Encolhi os ombros. – Hã, não sei. Nem por isso. Mas… é assim, ou falo alienígena, ou faço o meu numero de Miss Mandona e começo a corrigir-lhes a gramática. Quero dizer. Naaa. Que tem isto de sedutor? Ou então aterrorizo-os com a minha força sobre-humana. Sabes, humilho-os ganhando o braço-de-ferro. Muito feminino. Nem pensar. Parece que nunca me sai bem.
- Sairá, Lily – assegurou Paul, gentilmente.
- Mas quando? A maioria das raparigas do meu ano tem os lábios doridos de andar aos beijos. Eu? As únicas partes doridas que tenho são as nódoas negras onde algum rapaz me deu um pontapé num jogo de futebol. Sou um caso perdido. A Hannah era boa nesta coisa de rapazes. Costumavam gostar mesmo dela.
O Paul olhou-me com preocupação. – Lamento o que se passou com a Hannah. A mãe contou-me. Quando se foi embora?
- Há quinze dias – respondi enquanto os meus olhos se enchiam de lágrimas. Ainda me sentia magoada pela sua partida, mas estava decidida a não chorar como uma bebé em frente do Paul. A Hannah era a minha melhor amiga. E acabara de ir para a África do Sul. Sim, África do Sul. Não exactamente o tipo de local onde se pode saltar para um autocarro quando nos apetece conversar. Sentia imenso a sua falta.
- Em breve encontrarás novas amigas – disse Paul.
Ai. Se alguém me torna a dizer isso, acho que grito. De facto, se o Paul não fosse meu irmão, tinha-lhe dado um soco. As pessoas não compreendem. ‘Em breve encontrarás novas amigas’, como se se pudesse sair e comprar uma no supermercado.
- Não quero novas amigas – afirmei. – Quero que a Hannah volte.
A Hannah era única. Mesmo divertida. Sabia que nuca mais encontraria ninguém igual. Foi ela quem se lembrou da alcunha de Pai Aterrador para o meu pai. E com ela perto, os rapazes nunca reparavam que eu tinha a língua presa ou que estava pouco à vontade – a Hannah tagarelava o suficiente por ambas. Podia esconder-me atrás dela e os rapazes nunca percebiam que a minha indiferença era, na verdade, paralisia total.
Ao virarmos para a nossa rua, quase chocámos com o sr Kershaw no passeio, à nossa frente. Estava a passear o seu cão Drule. Ou antes, o Drule estava a passeá-lo a ele. O Drule é um grande lobo da Alsácia preto e o sr.
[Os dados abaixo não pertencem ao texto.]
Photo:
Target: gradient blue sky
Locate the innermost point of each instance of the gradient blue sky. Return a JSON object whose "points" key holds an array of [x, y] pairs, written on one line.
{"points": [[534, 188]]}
Kershaw estava a ter dificuldades em segurar a trela.
- Mal pode esperar por ir ao parque – disse, sorrindo, enquanto o Drule o puxava para a frente.
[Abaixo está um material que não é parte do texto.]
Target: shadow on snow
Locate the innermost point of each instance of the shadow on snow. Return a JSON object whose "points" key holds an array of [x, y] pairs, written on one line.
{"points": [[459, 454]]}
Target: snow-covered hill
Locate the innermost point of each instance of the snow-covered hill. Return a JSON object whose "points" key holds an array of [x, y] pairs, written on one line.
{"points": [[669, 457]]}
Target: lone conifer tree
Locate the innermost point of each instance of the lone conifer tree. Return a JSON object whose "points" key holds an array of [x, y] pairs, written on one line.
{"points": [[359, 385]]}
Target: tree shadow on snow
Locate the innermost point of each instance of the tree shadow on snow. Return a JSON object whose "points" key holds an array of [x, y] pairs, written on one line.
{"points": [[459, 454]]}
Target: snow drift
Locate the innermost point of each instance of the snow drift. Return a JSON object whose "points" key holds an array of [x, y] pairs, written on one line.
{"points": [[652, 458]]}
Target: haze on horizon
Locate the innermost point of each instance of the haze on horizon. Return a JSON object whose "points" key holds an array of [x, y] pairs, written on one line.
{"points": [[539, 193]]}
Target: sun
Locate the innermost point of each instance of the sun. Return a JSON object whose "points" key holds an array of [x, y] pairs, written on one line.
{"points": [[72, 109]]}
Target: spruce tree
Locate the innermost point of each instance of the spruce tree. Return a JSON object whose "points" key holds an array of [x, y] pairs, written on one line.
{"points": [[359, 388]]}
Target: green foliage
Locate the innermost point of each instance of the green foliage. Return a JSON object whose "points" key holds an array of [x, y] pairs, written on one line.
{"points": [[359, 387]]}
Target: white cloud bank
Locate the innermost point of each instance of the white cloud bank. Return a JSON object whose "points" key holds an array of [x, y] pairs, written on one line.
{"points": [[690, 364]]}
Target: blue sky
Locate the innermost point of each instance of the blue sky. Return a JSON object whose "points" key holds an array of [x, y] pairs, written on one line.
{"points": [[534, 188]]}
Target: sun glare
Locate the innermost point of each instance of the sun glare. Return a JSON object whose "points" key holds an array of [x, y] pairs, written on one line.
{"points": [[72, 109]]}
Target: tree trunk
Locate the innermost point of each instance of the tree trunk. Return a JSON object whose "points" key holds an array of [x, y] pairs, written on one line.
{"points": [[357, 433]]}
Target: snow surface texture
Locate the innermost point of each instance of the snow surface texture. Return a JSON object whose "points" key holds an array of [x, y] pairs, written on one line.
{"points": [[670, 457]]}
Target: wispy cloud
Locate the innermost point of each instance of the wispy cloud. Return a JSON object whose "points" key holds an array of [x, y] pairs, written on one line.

Eu ri-me e voltei-me para entrar pelo nosso portão, mas o Paul impediu-me.
- Olha, Lily, não entres já. Não vim só para te acompanhar a casa. Tenho algo para dizer.
- O quê?
Enquanto ele se apoiava ora num pé, ora noutro, algo me disse que eu não ia gostar do que ele tinha a dizer.